Fear is that blind, unreasoning dread that we are ultimately alone in the universe. Thrust from the security of the womb into an unknown, untested vacuum, we are immediately bombarded with the fact of our separate being. We encounter rejection in disapproval, discipline, and sibling rivalry, and the fear grows. We become aware of the impermanence of relationships as death becomes real to us through the loss of a pet, stories of dying, or the loss of a significant person. If we cannot count on the security of our relationships or our place in the scheme of the world, we are lost.
Added to this is the child’s primitive fear of God. No matter how lovingly we are confronted with our Sunday school God, we must inevitably come to grips with the fact of God’s wrath. Even if it is played down, or explained to us, it does not disappear, but remains to surface again as doubt when we reach early adulthood.
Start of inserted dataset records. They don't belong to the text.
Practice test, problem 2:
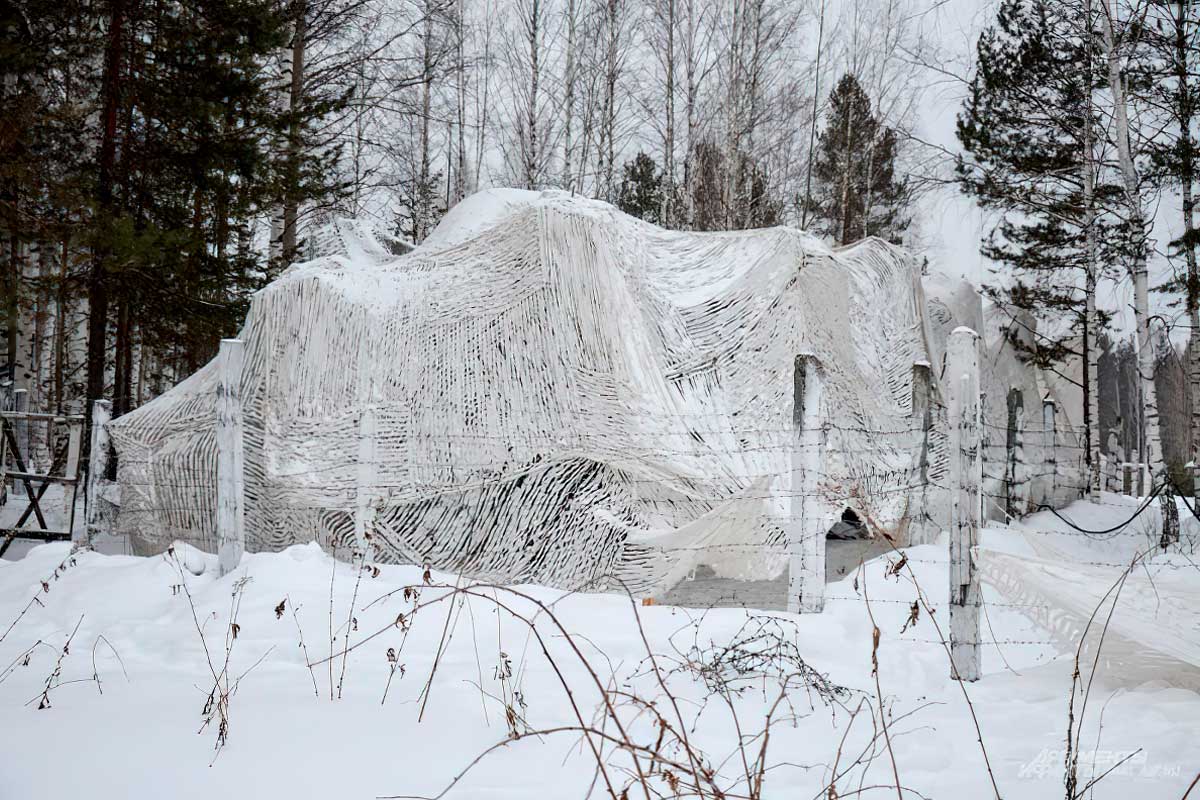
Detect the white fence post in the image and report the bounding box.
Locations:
[84,401,113,541]
[1042,395,1058,506]
[12,389,34,479]
[908,361,936,545]
[354,405,379,560]
[946,327,982,680]
[217,339,246,575]
[787,355,832,613]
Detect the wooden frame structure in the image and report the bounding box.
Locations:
[0,411,84,555]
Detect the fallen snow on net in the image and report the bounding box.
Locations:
[112,191,993,591]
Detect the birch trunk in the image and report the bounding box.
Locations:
[1174,2,1200,489]
[1100,0,1165,473]
[280,0,308,261]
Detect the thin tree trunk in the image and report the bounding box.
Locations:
[659,0,676,221]
[800,0,826,230]
[562,0,577,192]
[1084,0,1100,503]
[84,0,125,421]
[1100,0,1165,473]
[280,0,308,263]
[1175,2,1200,498]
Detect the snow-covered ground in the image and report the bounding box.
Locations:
[0,495,1200,800]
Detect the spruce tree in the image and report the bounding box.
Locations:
[805,73,910,245]
[958,0,1130,482]
[958,0,1122,367]
[617,152,662,223]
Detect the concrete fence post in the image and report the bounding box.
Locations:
[910,361,936,543]
[1042,395,1058,506]
[84,401,113,541]
[946,327,983,680]
[217,339,246,576]
[354,405,379,560]
[787,355,832,613]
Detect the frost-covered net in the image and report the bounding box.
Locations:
[112,192,1089,590]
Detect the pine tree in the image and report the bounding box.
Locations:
[958,0,1129,494]
[805,73,910,245]
[684,139,782,230]
[617,152,662,223]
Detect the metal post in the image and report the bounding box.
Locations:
[787,355,832,613]
[217,339,246,575]
[946,327,982,680]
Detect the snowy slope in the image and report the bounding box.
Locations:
[0,505,1200,800]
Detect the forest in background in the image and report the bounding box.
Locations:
[0,0,1200,489]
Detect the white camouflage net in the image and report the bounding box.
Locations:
[110,191,1089,593]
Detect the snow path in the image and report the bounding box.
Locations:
[0,520,1200,800]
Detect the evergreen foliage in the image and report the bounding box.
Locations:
[956,0,1129,367]
[805,73,910,245]
[617,152,662,223]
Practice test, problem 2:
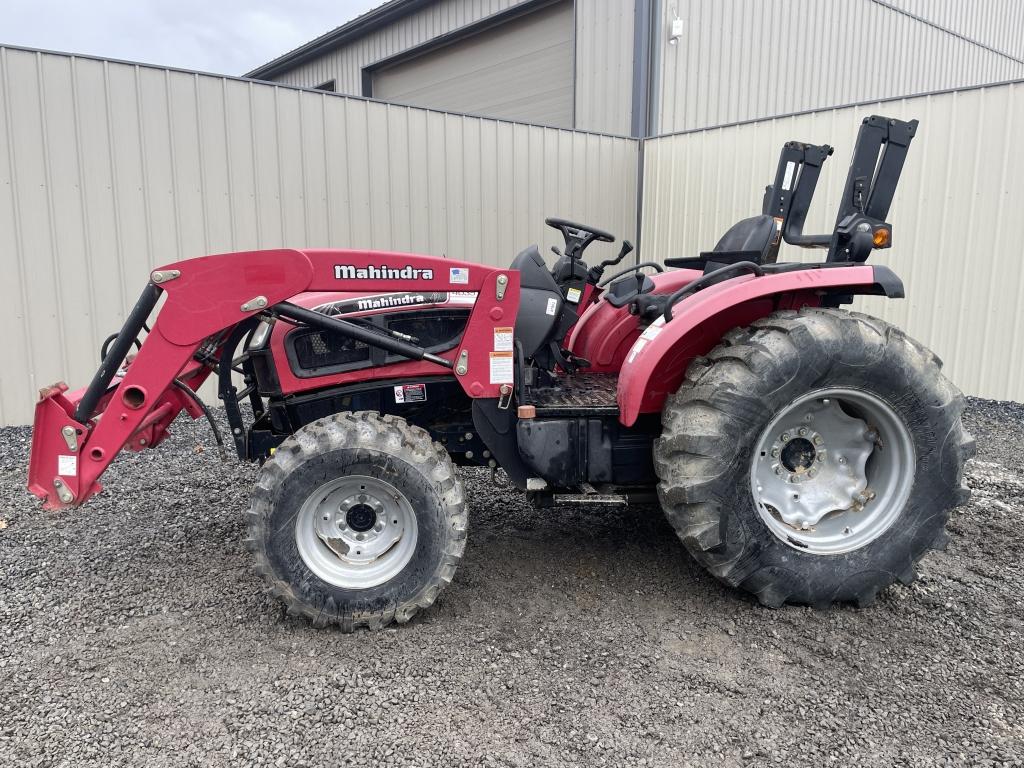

We may never realize that we really fear being alone in a universe that may be alien to us. If God is capable of turning away from us; if we someday could find ourselves bereft of any comfort or love, we must live the rest of our lives in a low-key hysteria, blindly cramming our lives with pacifiers in order not to think of the void beyond. Nameless fears and phobias are clung to unconsciously in hopes the real threat may somehow be dealt with.
This is why God is the only answer to ultimate fear. When we can know the truth that is God, we will know his love is incapable of being ended. We will know that we are not alone in a cold and aimless universe, or in the sway of a vengeful God. When this is perceived in the deepest core of our being, peace floods our world and makes it habitable for the human soul. As a child flees out of darkness into the light and warmth of a mother’s arms, so do we rush into the arms of the all mighty, all powerful, and all loving God. And fear is lost in peace.